Under extreme conditions, gold rearranges its atoms and forms a previously unknown structure. And when the pressures were pushed to the equivalent of those at the center of the Earth, the gold got even weirder.
The finding comes from a new study in which researchers from the Lawrence Livermore National Laboratory (LLNL) and the Carnegie Institution for Science practiced their 21st-century alchemy at the Argonne National Laboratory in Illinois. Using a high-energy laser, they heated gold to extreme temperatures and compressed it to pressures as high as those found at the center of the Earth.
More specifically, they put a little piece of plastic in front of a chunk of gold and then shot a high-energy laser through the plastic, which "basically causes an explosion that sends plastic one way and shock waves in the opposite direction," said lead author Richard Briggs, a postdoctoral scientist at LLNL. [The 8 Biggest Mysteries About Earth]
Those shock waves hit the gold and caused it to compress and heat up extremely quickly, within nanoseconds. They then hit the gold with X-rays and detected where the x-rays bounced off in order to figure out its structure.
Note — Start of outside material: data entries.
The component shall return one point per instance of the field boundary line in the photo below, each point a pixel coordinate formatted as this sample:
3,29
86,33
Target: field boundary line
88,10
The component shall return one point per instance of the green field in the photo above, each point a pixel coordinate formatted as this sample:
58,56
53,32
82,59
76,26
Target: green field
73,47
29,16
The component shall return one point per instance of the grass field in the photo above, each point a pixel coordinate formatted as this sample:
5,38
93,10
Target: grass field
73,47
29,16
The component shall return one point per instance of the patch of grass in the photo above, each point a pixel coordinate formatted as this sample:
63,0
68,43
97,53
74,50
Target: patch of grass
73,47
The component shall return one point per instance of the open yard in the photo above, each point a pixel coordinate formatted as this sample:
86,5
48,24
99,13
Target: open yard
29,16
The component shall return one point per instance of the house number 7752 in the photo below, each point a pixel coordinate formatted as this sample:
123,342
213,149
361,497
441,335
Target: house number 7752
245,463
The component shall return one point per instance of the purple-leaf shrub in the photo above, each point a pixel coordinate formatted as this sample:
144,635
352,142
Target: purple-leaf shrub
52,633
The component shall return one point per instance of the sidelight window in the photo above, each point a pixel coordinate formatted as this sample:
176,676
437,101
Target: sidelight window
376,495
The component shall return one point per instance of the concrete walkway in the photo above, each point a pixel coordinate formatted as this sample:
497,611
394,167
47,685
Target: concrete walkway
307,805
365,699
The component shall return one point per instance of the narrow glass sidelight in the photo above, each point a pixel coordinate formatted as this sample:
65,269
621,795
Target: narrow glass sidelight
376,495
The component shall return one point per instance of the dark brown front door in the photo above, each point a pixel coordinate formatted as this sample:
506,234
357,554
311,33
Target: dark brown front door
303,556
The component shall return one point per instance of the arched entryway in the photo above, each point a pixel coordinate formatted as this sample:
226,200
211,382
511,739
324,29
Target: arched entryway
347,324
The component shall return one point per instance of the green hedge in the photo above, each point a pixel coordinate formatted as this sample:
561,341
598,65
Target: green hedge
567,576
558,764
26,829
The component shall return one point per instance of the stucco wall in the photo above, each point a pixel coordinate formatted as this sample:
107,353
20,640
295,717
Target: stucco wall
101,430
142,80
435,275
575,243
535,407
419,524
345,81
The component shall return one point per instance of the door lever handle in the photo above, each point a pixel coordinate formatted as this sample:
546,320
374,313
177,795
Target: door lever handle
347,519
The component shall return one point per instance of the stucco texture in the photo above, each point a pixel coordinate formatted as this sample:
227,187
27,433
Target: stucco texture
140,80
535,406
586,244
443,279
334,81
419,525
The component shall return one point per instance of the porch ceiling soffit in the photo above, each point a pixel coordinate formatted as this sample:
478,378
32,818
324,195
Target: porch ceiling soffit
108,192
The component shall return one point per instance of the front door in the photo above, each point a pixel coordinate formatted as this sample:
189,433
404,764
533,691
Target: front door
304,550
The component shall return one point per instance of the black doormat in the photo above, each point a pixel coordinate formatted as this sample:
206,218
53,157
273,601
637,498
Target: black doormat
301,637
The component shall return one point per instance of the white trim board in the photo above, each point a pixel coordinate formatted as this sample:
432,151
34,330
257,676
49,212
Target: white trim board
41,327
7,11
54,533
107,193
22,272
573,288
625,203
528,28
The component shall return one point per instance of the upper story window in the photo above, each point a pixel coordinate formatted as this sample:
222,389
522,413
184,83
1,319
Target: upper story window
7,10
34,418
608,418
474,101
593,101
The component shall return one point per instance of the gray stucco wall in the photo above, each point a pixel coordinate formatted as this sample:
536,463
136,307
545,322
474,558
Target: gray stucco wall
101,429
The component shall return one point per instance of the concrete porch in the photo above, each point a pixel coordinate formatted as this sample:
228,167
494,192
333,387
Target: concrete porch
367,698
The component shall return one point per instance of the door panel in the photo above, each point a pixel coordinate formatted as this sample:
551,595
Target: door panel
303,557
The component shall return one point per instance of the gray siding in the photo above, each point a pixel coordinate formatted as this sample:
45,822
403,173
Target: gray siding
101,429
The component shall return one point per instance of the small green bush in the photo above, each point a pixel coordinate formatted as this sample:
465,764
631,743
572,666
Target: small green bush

This is "the first time that we've ever been able to reach such high-pressure and high-temperature conditions and look at them at the same time using X-rays," Briggs told Live Science. What they saw was "certainly a surprise."
Gold usually forms a crystalline structure that materials scientists call face-centered cubic (fcc). Imagine a cube like a die. Atoms would sit on each corner and each face, Briggs said. But most experiments conducted on gold have involved compressing it slowly and at room temperature, he added.
Because it so loyally forms this face-centered cubic structure, gold has been used as a kind of "standard" in high-pressure experiments to calculate pressure, Briggs said. But when Briggs and his team rapidly compressed the gold at high temperatures, it formed what's called the body-centered cubic (bcc) structure. This more-open structure packs atoms into a space in a less-efficient way, which means the gold doesn't prefer to be in this form, he said. If you were to imagine the die again, it would be as if atoms sat on each corner, with just one atom in the middle.
The finding that gold can form this new structure may change the way scientists use the element as a standard in high-pressure experiments, Briggs said.
The team found that the structure of gold began to change from fcc to bcc at around 220 gigapascals (GPa), which is 2.2 million times our planet's atmospheric pressure, the researchers said in a statement. What's more, when the researchers compressed the gold beyond 250 GPa to pressures equivalent to that found at the center of the Earth (around 330 GPa), it melted.
The findings were published July 24 in the journal Physical Review Letters.